O da imagem de Deus é um segmento de espiritualidade muito apelativo na Bíblia. Cruza-se com o grande tema da proibição de fazer imagens de Deus, atribuída a Ele próprio: «Não farás para ti imagens esculpidas, nem representação alguma» (Ex 20,4). A ideia subjacente a essa vedação, que perpassa todo o Antigo Testamento, significava que o verdadeiro Deus não é apreensível nem representável por coisas materiais ou físicas: é radicalmente transcendente, invisível, mistério absoluto. Não se pode dispor d’Ele como se dispõe dos ídolos.
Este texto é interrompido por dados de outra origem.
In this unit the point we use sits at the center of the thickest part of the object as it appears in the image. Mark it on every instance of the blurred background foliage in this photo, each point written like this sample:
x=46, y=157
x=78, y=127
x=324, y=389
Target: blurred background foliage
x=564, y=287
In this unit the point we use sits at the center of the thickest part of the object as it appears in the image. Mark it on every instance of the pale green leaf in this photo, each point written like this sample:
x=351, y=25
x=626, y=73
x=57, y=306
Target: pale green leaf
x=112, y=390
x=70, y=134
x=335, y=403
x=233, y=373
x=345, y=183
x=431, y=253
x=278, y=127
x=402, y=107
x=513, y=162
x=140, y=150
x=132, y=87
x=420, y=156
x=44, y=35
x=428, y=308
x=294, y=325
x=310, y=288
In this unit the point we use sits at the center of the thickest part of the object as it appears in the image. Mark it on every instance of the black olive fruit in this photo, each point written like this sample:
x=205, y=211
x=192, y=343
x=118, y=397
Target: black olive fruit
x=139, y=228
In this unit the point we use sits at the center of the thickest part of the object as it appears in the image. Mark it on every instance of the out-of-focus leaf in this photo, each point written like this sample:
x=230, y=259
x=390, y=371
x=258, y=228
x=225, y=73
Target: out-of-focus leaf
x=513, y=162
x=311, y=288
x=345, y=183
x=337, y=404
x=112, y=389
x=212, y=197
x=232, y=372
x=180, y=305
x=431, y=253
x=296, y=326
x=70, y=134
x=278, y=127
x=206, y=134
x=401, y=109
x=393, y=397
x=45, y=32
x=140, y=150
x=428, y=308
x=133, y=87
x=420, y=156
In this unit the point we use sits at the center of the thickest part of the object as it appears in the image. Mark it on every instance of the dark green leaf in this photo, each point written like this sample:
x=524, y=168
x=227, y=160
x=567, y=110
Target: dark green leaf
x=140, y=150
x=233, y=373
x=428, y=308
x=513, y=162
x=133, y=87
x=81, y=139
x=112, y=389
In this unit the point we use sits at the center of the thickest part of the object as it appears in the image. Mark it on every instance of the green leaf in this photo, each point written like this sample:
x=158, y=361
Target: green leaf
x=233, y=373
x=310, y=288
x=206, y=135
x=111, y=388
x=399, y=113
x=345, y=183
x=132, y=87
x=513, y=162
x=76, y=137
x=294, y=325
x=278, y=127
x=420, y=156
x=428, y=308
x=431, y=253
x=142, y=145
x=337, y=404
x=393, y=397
As imagens de Deus usadas pela Bíblia são metáforas ou inevitáveis representações literárias.

Mas o Natal de Jesus de Nazaré foi neste ponto um sobressalto para a fé bíblica em relação à do Antigo Testamento. Sem embargo da proibição de imagens de Deus, Jesus foi visto como «imagem de Deus invisível» (Cl 1,15), «resplendor da Sua glória» (Heb 1,3). Então volta à memória a identificação feita por Jesus: «Quem me viu viu o Pai!» Saberia a menina que, ao querer pintar Deus, o poderia fazer pintando Jesus? Essa consciência inconsciente tem a sua profundidade. De facto, para quem quiser ver e conhecer Deus, a maneira mais eficaz de o fazer é procurá-lo em Jesus, o dos evangelhos, real, histórico e remissivo, que remete continuamente para Ele: na figura humana de Jesus há presença efectiva de Deus, embora necessariamente do Deus invisível, que continuará a precisar de ser acreditado pela fé. Portanto, o desejo de ver em Jesus provada a existência de Deus tornar-se-ia miragem, por pretender ver o invisível. A fé do homem bíblico já o sabia quando pôs Moisés a falar com Deus: «Moisés disse: Deixa-me ver a tua glória. E Deus respondeu: Farei passar diante de ti toda a minha bondade… Mas não poderás ver o meu rosto, pois o ser humano não pode ver-me e continuar a viver… O meu rosto não pode ser visto» (Ex 33,19-23).

Ora, num salto Espiritual sem precedentes, a identificação de Jesus com o Pai tornou possível ver o rosto de Deus no rosto humano de Jesus. Esta inovação radical do cristianismo, que vê a história humana inundada pelo abrangente mistério da Incarnação do Filho de Deus, é de tal grandeza que a maior parte das pessoas quase nem se apercebe dela. A Incarnação significa a humanização de Deus, também do seu amor. E o amor a Deus, de difícil aprendizagem ou compreensão, ficou facilitado, aproximado da sua realização efectiva, ao ser fácil amar Jesus, presença humana de Deus. Foi o encontro de Deus com os humanos: encontro histórico, que, mesmo assim, teve de ser descoberto e ‘validado’ pela fé, tão histórico como acreditado. Agora importa que as pessoas descubram as palavras e motivações apropriadas para encontrar Deus e para se encontrarem com Ele. Porquê não aproveitar o Natal de Jesus para o fazerem?